EMILY DICKINSON HAD THE WORST TASTE IN MEN
by Katha Pollitt




Page 1

I was so interested in what Amy Clampitt said about all women poets feeling influenced by Emily Dickinson, I have to enter a little demur there. There must be something wrong with me because I have never felt this way. Her poems were ruined for me in high school. I think, really, high school teachers have a lot to answer for, and one of the things they do is that they give you the worst poems! This woman wrote 1700 poems or something, and they manage to find the three that are really sacharine and sentitious..."There is no frigate like a book," "Children read more books," and the one I really hated as a young infidel: "I never saw a moor, I never saw the sea" and goes on to say I know these things exist and therefore I know God exists too. I thought what are you talking about? So I'm very grateful to Seton Hall because if it hadn't been for Seton Hall I never would have sat down and gotten to have a different relationship with Emily Dickinson who of course is a wonderful poet and a great genius. I find her a very interesting person. I was looking at that biography by Richard Sewall, and he has a whole appendix of popular poetry that was being published while Emily Dickinson, as you know, was having such a terrible time. I think Emily Dickinson had the worst taste in men that I've just ever seen, and she would pick these people to be her mentors who were very inappropriate figures who would all say, "Oh, don't publish, don't publish, this is all very strange." But they would kind of string her along by being very nice to her, and she would have these elaborate correspondences with them. And I found this just so depressing.

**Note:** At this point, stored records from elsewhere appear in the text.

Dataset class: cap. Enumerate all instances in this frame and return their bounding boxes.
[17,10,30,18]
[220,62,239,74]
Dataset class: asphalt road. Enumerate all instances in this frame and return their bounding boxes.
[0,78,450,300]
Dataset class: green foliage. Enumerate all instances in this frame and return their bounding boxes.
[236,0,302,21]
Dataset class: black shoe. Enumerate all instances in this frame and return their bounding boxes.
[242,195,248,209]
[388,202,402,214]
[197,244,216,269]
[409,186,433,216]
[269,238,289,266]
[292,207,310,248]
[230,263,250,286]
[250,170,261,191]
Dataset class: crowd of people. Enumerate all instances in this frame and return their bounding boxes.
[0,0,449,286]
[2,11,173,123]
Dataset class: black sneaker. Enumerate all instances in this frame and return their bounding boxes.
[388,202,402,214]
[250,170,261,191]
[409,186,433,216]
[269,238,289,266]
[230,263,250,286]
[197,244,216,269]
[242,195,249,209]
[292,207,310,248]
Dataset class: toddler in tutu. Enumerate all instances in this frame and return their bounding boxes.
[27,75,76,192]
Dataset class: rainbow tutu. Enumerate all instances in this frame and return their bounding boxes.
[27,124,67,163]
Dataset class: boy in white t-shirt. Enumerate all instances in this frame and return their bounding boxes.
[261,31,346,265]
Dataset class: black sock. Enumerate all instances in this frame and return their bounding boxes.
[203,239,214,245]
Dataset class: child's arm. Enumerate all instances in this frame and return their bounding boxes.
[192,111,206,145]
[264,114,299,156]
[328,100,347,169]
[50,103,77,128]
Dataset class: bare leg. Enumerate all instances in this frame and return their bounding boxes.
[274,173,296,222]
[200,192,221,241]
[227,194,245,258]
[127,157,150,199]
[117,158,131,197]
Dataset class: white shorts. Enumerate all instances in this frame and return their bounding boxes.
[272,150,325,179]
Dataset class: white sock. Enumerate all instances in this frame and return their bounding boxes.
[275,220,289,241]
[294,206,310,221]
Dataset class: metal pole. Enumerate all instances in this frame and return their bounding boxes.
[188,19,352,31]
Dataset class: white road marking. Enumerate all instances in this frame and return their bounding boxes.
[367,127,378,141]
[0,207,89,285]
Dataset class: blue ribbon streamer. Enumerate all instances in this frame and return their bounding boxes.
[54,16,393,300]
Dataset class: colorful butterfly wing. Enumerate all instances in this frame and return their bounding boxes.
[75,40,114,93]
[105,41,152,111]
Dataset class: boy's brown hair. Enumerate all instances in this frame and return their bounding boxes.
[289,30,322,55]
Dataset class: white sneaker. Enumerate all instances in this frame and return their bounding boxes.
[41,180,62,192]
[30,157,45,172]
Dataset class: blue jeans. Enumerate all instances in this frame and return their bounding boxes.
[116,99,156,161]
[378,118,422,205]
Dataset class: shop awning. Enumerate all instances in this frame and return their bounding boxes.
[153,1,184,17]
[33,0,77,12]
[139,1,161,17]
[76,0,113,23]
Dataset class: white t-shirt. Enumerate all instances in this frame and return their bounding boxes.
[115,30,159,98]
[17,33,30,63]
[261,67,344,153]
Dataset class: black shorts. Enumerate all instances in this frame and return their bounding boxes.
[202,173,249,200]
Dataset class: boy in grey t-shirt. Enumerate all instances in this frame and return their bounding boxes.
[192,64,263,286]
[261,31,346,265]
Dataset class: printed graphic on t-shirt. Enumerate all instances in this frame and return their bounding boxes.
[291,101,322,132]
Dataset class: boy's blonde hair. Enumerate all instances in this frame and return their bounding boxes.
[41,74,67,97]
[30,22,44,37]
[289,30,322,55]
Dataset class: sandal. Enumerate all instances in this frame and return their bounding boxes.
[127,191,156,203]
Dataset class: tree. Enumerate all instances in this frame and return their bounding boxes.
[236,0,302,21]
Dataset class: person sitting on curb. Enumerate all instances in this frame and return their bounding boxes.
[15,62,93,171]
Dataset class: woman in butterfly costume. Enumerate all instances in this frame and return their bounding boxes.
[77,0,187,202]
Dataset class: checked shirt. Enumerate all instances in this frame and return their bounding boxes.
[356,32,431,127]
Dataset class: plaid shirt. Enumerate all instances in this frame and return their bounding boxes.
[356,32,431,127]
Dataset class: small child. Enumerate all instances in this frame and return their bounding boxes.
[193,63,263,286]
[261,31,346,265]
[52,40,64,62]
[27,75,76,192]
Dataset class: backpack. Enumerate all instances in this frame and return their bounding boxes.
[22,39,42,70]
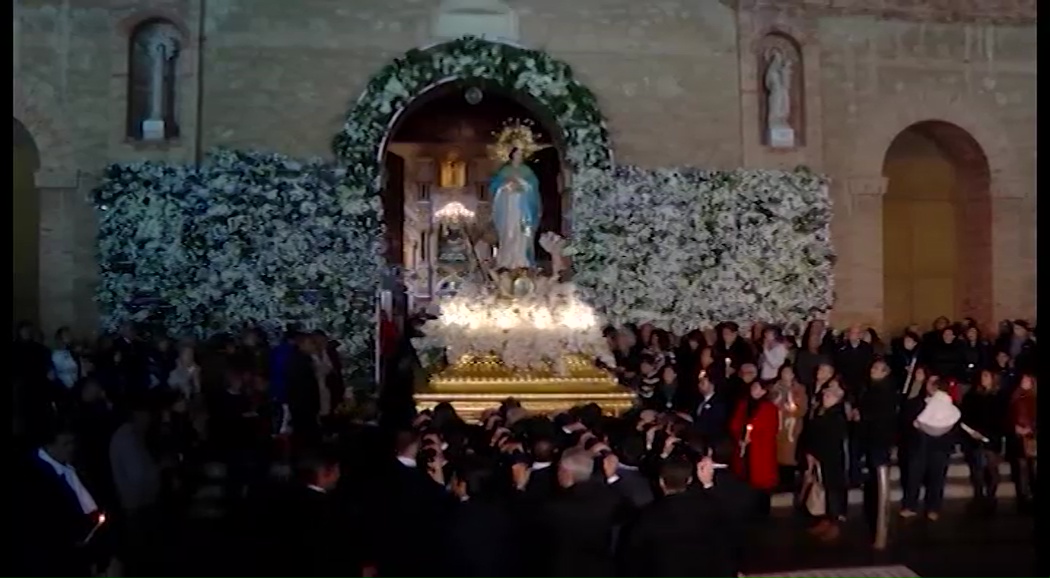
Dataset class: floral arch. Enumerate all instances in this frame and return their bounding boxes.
[333,37,612,194]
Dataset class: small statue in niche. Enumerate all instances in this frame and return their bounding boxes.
[764,47,795,147]
[438,151,466,188]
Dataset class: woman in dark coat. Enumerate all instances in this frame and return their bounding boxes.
[801,387,848,541]
[925,327,966,381]
[962,327,991,388]
[960,369,1006,507]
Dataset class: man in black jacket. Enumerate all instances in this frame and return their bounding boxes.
[529,448,630,578]
[695,437,760,576]
[447,459,524,578]
[256,450,365,578]
[620,458,736,578]
[287,335,321,446]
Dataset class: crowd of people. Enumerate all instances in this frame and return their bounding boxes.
[13,318,1036,578]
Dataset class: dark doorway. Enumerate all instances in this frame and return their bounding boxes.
[383,81,563,265]
[382,152,404,266]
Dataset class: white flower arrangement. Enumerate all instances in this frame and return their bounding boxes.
[95,38,834,375]
[95,147,383,372]
[405,277,613,373]
[568,166,834,333]
[334,37,612,187]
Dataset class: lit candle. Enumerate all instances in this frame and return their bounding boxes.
[83,512,106,544]
[740,424,754,459]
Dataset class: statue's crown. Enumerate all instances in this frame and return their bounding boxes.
[488,119,550,163]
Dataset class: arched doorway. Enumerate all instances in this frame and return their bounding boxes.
[12,119,40,324]
[882,121,992,332]
[382,81,564,279]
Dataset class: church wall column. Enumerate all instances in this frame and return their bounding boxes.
[37,171,78,343]
[991,179,1037,322]
[37,171,98,339]
[831,176,886,328]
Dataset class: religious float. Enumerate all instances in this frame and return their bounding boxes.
[415,121,633,418]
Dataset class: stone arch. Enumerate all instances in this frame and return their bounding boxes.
[12,119,41,324]
[333,37,612,193]
[14,85,77,178]
[882,120,993,330]
[847,89,1026,198]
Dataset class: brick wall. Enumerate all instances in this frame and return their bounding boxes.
[14,0,1035,338]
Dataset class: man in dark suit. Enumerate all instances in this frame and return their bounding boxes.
[620,458,736,578]
[600,436,653,508]
[256,450,365,578]
[447,459,524,578]
[369,430,456,578]
[525,437,558,501]
[691,377,729,441]
[529,448,630,578]
[694,437,760,576]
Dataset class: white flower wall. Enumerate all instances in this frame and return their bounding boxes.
[570,166,834,333]
[95,147,383,378]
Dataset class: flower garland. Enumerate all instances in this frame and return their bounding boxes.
[93,150,383,372]
[333,37,612,186]
[569,166,834,333]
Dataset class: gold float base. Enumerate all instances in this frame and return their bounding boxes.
[416,356,634,420]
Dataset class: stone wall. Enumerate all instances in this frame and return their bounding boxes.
[14,0,1036,338]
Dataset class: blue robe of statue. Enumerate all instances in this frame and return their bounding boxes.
[488,164,543,269]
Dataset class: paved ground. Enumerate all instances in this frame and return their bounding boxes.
[165,501,1035,578]
[751,566,921,578]
[746,501,1035,578]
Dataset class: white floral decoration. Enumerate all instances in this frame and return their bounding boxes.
[414,277,614,373]
[335,37,612,188]
[569,166,834,333]
[95,151,383,380]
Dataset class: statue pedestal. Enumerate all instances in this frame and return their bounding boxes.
[142,121,166,141]
[416,355,635,420]
[768,126,795,148]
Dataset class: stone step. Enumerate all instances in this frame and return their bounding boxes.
[748,566,920,578]
[771,454,1016,508]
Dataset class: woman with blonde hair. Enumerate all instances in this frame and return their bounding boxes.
[802,387,848,541]
[770,366,810,489]
[960,369,1005,509]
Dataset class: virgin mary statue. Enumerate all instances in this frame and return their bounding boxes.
[488,125,543,269]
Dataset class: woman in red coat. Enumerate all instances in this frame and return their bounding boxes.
[729,381,780,514]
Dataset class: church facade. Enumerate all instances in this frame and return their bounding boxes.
[13,0,1036,331]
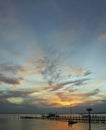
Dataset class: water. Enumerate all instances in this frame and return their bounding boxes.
[0,115,106,130]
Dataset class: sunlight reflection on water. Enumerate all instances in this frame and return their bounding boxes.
[0,118,106,130]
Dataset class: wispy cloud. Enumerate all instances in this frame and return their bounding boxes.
[99,33,106,40]
[0,63,24,86]
[0,74,23,86]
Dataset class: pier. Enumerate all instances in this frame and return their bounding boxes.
[20,115,106,123]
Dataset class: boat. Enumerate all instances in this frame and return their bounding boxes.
[68,120,77,125]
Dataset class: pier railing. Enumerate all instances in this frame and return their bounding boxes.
[20,115,106,123]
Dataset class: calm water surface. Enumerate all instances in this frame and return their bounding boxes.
[0,114,106,130]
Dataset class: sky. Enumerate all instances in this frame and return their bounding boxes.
[0,0,106,113]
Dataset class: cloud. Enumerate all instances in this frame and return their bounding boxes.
[0,63,24,86]
[99,33,106,40]
[0,74,23,85]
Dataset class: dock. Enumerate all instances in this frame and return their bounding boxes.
[20,115,106,123]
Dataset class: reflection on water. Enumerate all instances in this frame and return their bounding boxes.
[0,118,106,130]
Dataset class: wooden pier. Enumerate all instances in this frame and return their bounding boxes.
[20,115,106,123]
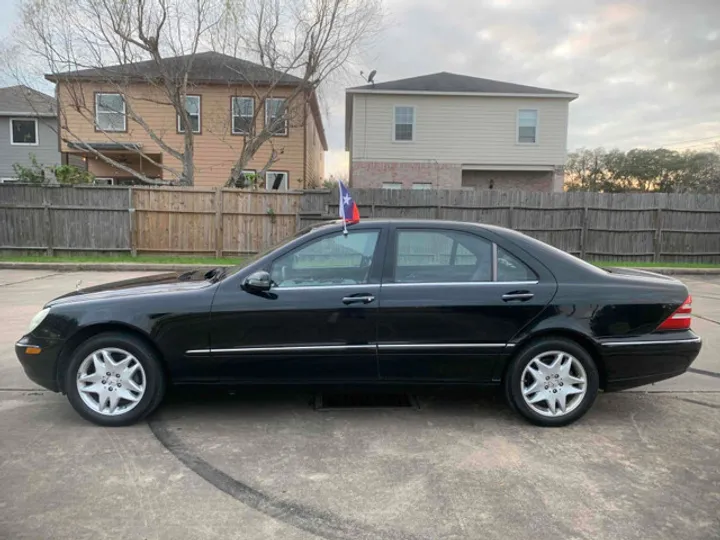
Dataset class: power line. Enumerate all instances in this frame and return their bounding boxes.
[662,135,720,146]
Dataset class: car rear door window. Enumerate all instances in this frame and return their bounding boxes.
[270,230,380,287]
[497,246,537,281]
[395,229,492,283]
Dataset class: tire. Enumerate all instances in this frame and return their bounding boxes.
[64,332,165,427]
[504,337,600,427]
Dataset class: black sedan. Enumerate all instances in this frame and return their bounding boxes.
[16,220,700,426]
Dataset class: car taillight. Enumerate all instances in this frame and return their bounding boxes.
[658,296,692,330]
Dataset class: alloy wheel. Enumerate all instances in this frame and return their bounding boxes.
[520,351,587,417]
[76,348,147,416]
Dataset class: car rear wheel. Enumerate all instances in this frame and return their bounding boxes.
[505,338,599,427]
[65,333,165,426]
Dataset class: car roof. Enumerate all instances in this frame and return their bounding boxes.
[310,218,492,231]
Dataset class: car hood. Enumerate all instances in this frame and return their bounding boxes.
[45,270,217,307]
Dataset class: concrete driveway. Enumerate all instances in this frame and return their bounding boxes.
[0,270,720,540]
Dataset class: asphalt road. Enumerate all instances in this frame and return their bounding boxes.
[0,270,720,540]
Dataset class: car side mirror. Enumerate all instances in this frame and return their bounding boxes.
[243,270,272,292]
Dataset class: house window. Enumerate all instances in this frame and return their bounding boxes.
[10,118,38,146]
[393,105,415,142]
[178,96,201,133]
[265,98,288,135]
[95,94,127,131]
[232,97,255,135]
[518,109,537,144]
[383,182,402,189]
[265,171,288,191]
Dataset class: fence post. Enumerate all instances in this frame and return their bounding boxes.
[128,186,137,257]
[653,206,662,262]
[580,205,588,259]
[214,186,223,258]
[41,187,53,257]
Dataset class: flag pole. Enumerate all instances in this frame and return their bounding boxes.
[338,178,347,236]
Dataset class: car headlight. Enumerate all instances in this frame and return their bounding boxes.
[25,308,50,334]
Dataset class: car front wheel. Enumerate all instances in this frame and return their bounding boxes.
[505,338,599,427]
[65,333,165,426]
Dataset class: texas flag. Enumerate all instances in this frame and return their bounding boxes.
[338,180,360,223]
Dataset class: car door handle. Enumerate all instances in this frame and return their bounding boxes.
[343,294,375,306]
[502,291,535,302]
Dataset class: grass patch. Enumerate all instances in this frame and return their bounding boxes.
[590,261,720,268]
[0,255,244,266]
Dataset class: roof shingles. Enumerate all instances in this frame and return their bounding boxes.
[45,51,302,85]
[347,71,575,97]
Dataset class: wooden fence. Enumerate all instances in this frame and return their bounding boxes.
[300,189,720,263]
[0,184,720,263]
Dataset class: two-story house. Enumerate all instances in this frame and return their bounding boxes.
[0,85,60,182]
[45,52,327,190]
[345,72,578,192]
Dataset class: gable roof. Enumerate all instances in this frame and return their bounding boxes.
[347,71,578,99]
[0,85,57,116]
[45,51,328,151]
[45,51,302,86]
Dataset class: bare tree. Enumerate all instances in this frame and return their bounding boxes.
[7,0,226,185]
[217,0,382,186]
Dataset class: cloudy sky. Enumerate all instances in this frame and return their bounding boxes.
[0,0,720,173]
[327,0,720,172]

One of these people was Samuel Bowles, who was one of the candidates for the famous "Master" letters, and whom she does seem to have had very warm feelings toward. And he published a couple of her poems, but she sent him these things by the bushel and meanwhile, while he was refusing to publish her poems, he published a poem that was so much loved by his readers that they had to print it twice. And this was by Miss Nancy A. W. Priest of Hinsdale, New Hampshire. And I think it is interesting to see what Emily Dickinson was doing against the background of what her neighbors were doing --so it seems--much more successfully. And I'll just read you the first verse; it's called "Over the River."

Over the river they beckon to me
Loved ones who've crossed to the further side
The gleam of their snowy robes I see
But their voices are drowned in the rushing tide

There's one with ringlets of sunny gold
And eyes the reflection of Heaven's own blue
He crossed in twilight, gray and cold,
And the pale mist hid him from mortal view.

We saw not the angels who met him there
The gate of the city we could not see
Over the river, over the river
My brother stands waiting to welcome me.